Letting my inner barbarian loose for three hours at a time can be tremendously satisfying. I try to temper him by widening my scope: yes, I am a Leafs fan, but I can recognize and appreciate good hockey no matter who plays it. (Though I hate to admit when a Philadelphia Flyer does anything laudable at all.) I try very hard not to view 'my' team through blue and white glasses, and to maintain something of an even keel through thick and thin.
But Eva can attest that I fail at that last with regularity: I'll snap the TV off in disgust when the Leafs are playing like crap, only to snap it back on in five or ten minutes. When the Red Wings scored last night and a contingent of their fans roared, I let loose with a volley of expletives--"get the eff out of our building" was the mildest of them. Somewhere inside there's my normal, mild-mannered self observing this behaviour with alarm. Fans of any team are welcome in any building, he says, reasonably. Shut up, says Mr. Barbarian. The Air Canada Center is the most expensive place in the NHL to watch a game and it should bloody well be reserved for Leaf fans. Rich Red Wing fans can either go to whatever their building is called these days...or they can blow me.
(Of course, at least half of the Air Canada Center is actually reserved for suited types who are neck-deep in their cellphones to the point they don't even notice, or care, that there's a hockey game going on. Those people piss off the barbarian and the meek man both.)
What's unfolding in Montreal is interesting and a little disquieting,
For non-hockey fans, the Canadiens--called les Habitants, or Habs for short--are the creme de la creme, historically, of the NHL. They've won almost twice as many Stanley Cups as the next-best team (which just happens to be the Toronto Maple Leafs). Their fans are beyond rabid: hockey in Quebec is a sacrament. Many of the Habs fans I know love to lord it over fans of other teams (probably justified says mild-mannered me; buncha snoots oughta have their knocks blocked off says the barbarian).
They've fallen on hard times--for them, at least. Next year will mark their twentieth year without a Cup win (and we won't mention here that the Leafs haven't won since 1967). That said, they've had considerably more playoff success than many other teams over their drought.
After something of a surprise playoff appearance for the Habs last season, they were expected to show, at a minimum, the same compete level this year. Hasn't happened. The Canadiens, as of this writing, rank 24th in a 30 team league, eight spots out of the playoffs and nine slots behind the Maple Leafs (ha-ha). Like many teams not living up to expectations, they've fired their coach, respected hockey journeyman Jacques Martin. He was replaced by Randy Cunneyworth, formerly an assistant coach of the Atlanta Thrashers.

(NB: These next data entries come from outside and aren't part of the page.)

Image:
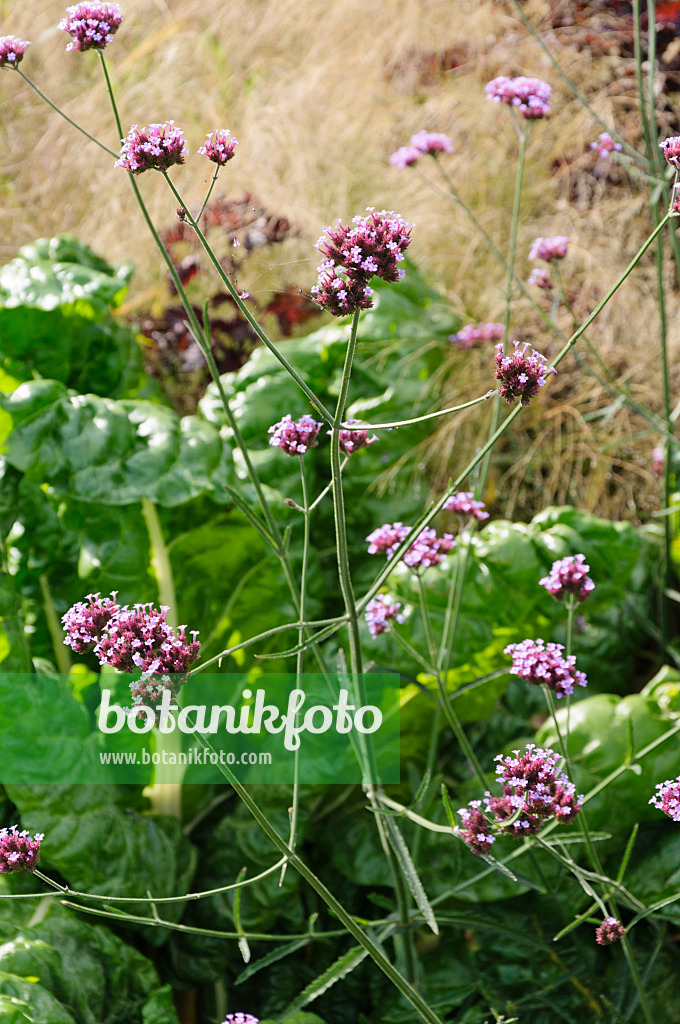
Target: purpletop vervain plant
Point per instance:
(464, 503)
(605, 144)
(295, 437)
(568, 576)
(473, 335)
(667, 799)
(380, 611)
(529, 95)
(91, 25)
(154, 147)
(542, 664)
(549, 249)
(521, 374)
(11, 50)
(609, 931)
(219, 146)
(17, 851)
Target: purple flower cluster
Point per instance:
(465, 504)
(426, 550)
(521, 375)
(668, 798)
(11, 50)
(295, 437)
(541, 279)
(17, 851)
(542, 664)
(671, 147)
(605, 144)
(352, 255)
(609, 931)
(534, 792)
(421, 144)
(529, 95)
(154, 147)
(380, 611)
(219, 146)
(568, 576)
(352, 440)
(131, 640)
(549, 249)
(476, 334)
(91, 25)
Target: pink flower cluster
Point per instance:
(17, 851)
(219, 146)
(476, 334)
(549, 249)
(421, 144)
(668, 798)
(295, 437)
(542, 664)
(605, 144)
(11, 50)
(380, 612)
(521, 375)
(426, 550)
(91, 25)
(541, 279)
(130, 640)
(352, 255)
(352, 440)
(534, 792)
(568, 576)
(609, 931)
(465, 504)
(154, 147)
(529, 95)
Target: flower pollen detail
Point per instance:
(154, 147)
(541, 664)
(521, 374)
(295, 437)
(91, 25)
(568, 576)
(11, 50)
(17, 851)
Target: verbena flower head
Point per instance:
(154, 147)
(529, 95)
(521, 374)
(431, 142)
(667, 799)
(534, 791)
(549, 249)
(219, 146)
(464, 503)
(476, 334)
(341, 293)
(609, 931)
(568, 576)
(542, 664)
(380, 612)
(17, 851)
(352, 440)
(11, 50)
(671, 147)
(295, 437)
(84, 624)
(605, 144)
(91, 25)
(541, 279)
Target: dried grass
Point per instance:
(320, 94)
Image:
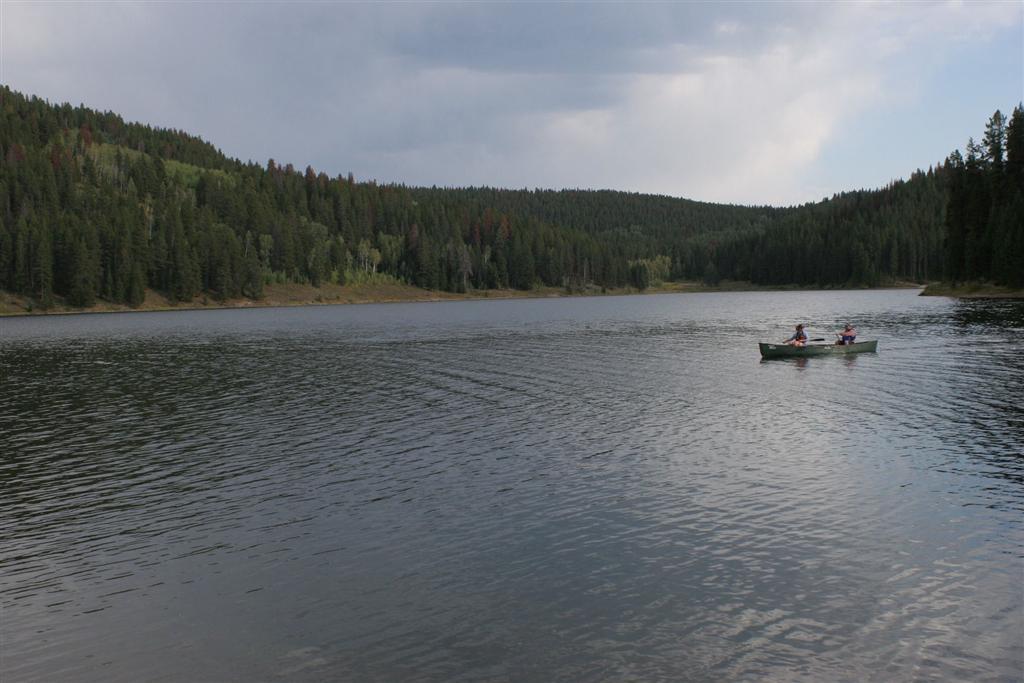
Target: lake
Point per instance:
(609, 488)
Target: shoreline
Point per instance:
(972, 291)
(276, 296)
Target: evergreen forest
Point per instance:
(92, 207)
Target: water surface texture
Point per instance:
(566, 489)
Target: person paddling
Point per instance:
(847, 336)
(799, 337)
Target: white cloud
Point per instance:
(732, 103)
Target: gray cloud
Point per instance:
(730, 102)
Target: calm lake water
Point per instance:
(565, 489)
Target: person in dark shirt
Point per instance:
(847, 336)
(799, 337)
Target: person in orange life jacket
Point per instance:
(847, 336)
(799, 337)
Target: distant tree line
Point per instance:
(92, 207)
(985, 215)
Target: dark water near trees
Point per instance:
(571, 489)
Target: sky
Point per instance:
(734, 102)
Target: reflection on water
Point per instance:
(569, 489)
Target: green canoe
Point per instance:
(786, 351)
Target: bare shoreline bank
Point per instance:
(305, 295)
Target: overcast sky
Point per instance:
(738, 102)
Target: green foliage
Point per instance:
(984, 224)
(93, 207)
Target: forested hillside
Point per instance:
(92, 207)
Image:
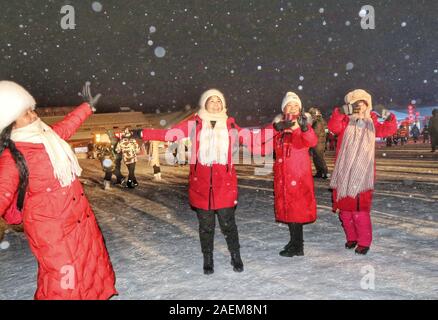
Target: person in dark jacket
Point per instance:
(319, 127)
(426, 134)
(415, 132)
(433, 125)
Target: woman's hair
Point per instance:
(6, 142)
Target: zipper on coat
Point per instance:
(211, 188)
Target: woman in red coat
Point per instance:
(39, 177)
(295, 202)
(212, 179)
(354, 173)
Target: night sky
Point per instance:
(159, 56)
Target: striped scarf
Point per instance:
(354, 167)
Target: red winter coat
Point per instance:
(337, 124)
(293, 182)
(63, 234)
(210, 187)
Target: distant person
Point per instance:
(415, 132)
(433, 125)
(129, 149)
(403, 134)
(319, 127)
(426, 134)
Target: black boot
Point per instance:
(296, 245)
(362, 250)
(236, 261)
(130, 184)
(208, 263)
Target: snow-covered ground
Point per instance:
(151, 234)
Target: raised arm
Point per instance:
(257, 141)
(177, 132)
(338, 122)
(387, 128)
(67, 127)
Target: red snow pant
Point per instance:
(357, 227)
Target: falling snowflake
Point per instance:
(96, 6)
(362, 13)
(160, 52)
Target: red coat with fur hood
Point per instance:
(210, 187)
(63, 233)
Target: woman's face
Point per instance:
(214, 105)
(292, 108)
(360, 108)
(27, 117)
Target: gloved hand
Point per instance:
(302, 122)
(346, 109)
(387, 115)
(86, 94)
(282, 125)
(137, 133)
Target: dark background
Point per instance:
(254, 51)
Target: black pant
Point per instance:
(108, 175)
(319, 161)
(227, 223)
(131, 170)
(296, 235)
(434, 142)
(118, 165)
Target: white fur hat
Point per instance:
(290, 97)
(357, 95)
(14, 100)
(210, 93)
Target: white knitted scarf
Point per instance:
(64, 162)
(213, 142)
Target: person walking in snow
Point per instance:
(295, 203)
(319, 127)
(353, 177)
(39, 181)
(415, 132)
(426, 134)
(433, 125)
(129, 148)
(212, 177)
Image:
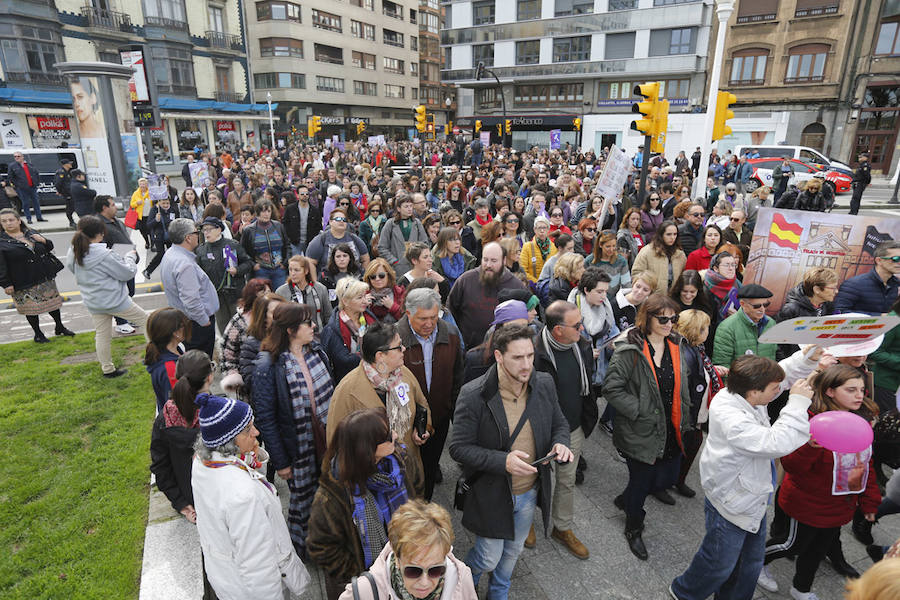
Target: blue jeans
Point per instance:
(277, 276)
(727, 564)
(500, 556)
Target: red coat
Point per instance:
(806, 490)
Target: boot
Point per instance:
(862, 529)
(634, 527)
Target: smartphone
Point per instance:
(545, 459)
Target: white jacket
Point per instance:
(736, 468)
(246, 545)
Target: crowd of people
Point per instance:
(362, 321)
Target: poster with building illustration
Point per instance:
(787, 243)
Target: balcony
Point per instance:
(166, 23)
(226, 41)
(108, 20)
(35, 77)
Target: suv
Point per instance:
(802, 153)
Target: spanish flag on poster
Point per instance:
(784, 233)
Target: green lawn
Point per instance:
(74, 473)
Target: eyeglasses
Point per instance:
(758, 306)
(663, 320)
(435, 572)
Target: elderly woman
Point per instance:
(102, 275)
(343, 332)
(364, 480)
(648, 385)
(418, 560)
(387, 296)
(382, 380)
(247, 549)
(28, 271)
(302, 288)
(292, 388)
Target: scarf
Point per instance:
(724, 289)
(373, 506)
(400, 590)
(453, 266)
(550, 344)
(397, 400)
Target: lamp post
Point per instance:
(724, 9)
(271, 123)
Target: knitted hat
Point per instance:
(221, 419)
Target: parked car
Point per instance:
(763, 167)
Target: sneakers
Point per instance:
(573, 544)
(767, 582)
(798, 595)
(125, 329)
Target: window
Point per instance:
(672, 41)
(362, 60)
(751, 11)
(483, 53)
(329, 54)
(483, 12)
(277, 11)
(324, 20)
(806, 63)
(329, 84)
(279, 80)
(362, 30)
(619, 45)
(393, 65)
(528, 9)
(573, 7)
(364, 88)
(571, 49)
(528, 53)
(393, 38)
(281, 47)
(393, 91)
(391, 9)
(748, 67)
(816, 8)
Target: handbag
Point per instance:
(465, 483)
(131, 219)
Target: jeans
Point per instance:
(500, 556)
(727, 564)
(277, 276)
(29, 198)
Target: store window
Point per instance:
(192, 137)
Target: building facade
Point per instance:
(560, 59)
(346, 63)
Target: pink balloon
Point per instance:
(841, 431)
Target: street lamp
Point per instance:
(724, 9)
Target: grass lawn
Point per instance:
(75, 477)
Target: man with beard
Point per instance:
(473, 297)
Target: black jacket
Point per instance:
(480, 443)
(171, 455)
(589, 412)
(21, 267)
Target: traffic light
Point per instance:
(723, 113)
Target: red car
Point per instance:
(763, 167)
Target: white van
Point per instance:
(47, 162)
(804, 153)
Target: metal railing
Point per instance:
(102, 18)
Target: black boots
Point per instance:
(634, 527)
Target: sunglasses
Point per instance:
(663, 320)
(433, 572)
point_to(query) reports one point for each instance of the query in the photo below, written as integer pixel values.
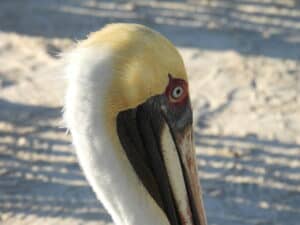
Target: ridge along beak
(158, 141)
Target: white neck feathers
(104, 163)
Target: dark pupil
(177, 92)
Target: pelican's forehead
(141, 62)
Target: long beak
(161, 151)
(179, 156)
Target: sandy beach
(243, 61)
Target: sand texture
(243, 60)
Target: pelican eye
(177, 92)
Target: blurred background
(243, 60)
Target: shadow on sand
(252, 31)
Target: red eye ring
(176, 90)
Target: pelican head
(129, 113)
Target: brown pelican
(129, 113)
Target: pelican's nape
(128, 109)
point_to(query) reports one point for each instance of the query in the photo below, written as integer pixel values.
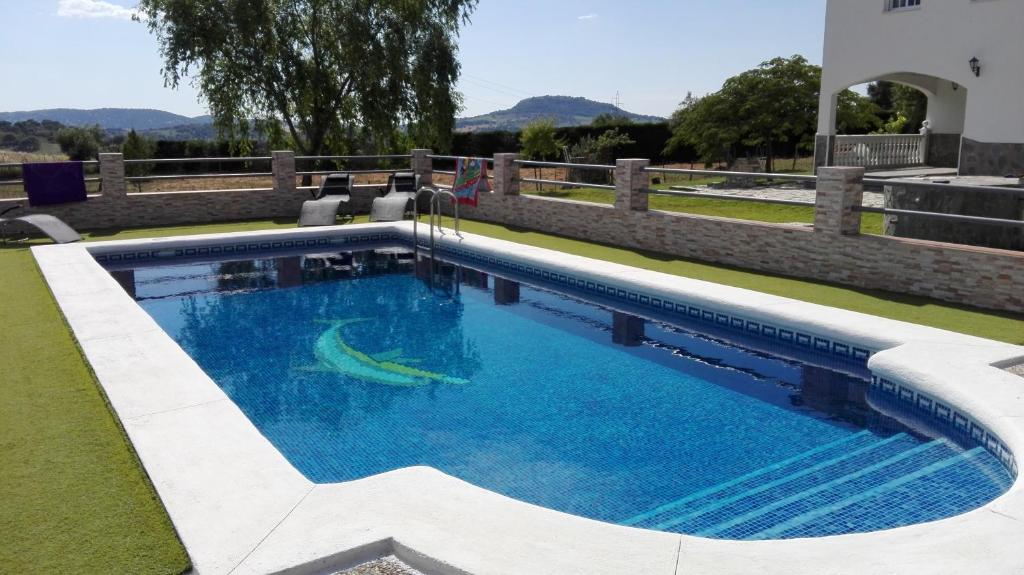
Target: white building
(967, 55)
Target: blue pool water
(358, 363)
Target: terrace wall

Randy Cunneyworth is an anglophone. This is the culture he finds himself in.
There was a protest last night at the Habs-Lightning tilt (won, incidentally, by Montreal). There were several grievances aired besides the fact that the head coach of les Glorieux does not parle la belle langue. Among them: there's too much English music played at the Bell Centre (sorry: la centre Bell); the announcements are made in both languages (quelle horreur!), and the team has too few francophone players.
It should be noted here that the last unilingual anglophone coach of the Habs won a Cup with them in 1970-71...but was fired nonetheless because he couldn't speak French. The Habs have won sixteen of their 24 Cups guided by anglophone coaches. It seems patently obvious here that this controversy isn't about winning.
I feel bad for Cunneyworth. This is a team, remember, that has fired a head coach for not speaking French, even though the team won a championship. They've come right out and named Cunneyworth the "interim" coach...and his promises to learn French are clearly not good enough. Learn French? Les pures laines don't LEARN French, they are French, and to hell with you English types! I fart in your general direction! Your mother was a hamster and your father smelt of elderberries!
This is a reminder that people can be fanatical about things much more serious than sports teams. And that fanatics, having only a single track for their mind to run on, are wearisome by definition. Also, on occasion, dangerous. Quebec rejected the Bloc Quebecois last election and found themselves high and dry as the Harper majority took hold. I predicted then that nothing good would come of that, and I'll hold myself to that prediction. I think nationalism is starting to stir again in Quebec. For the sake of my country, I hope I am wrong.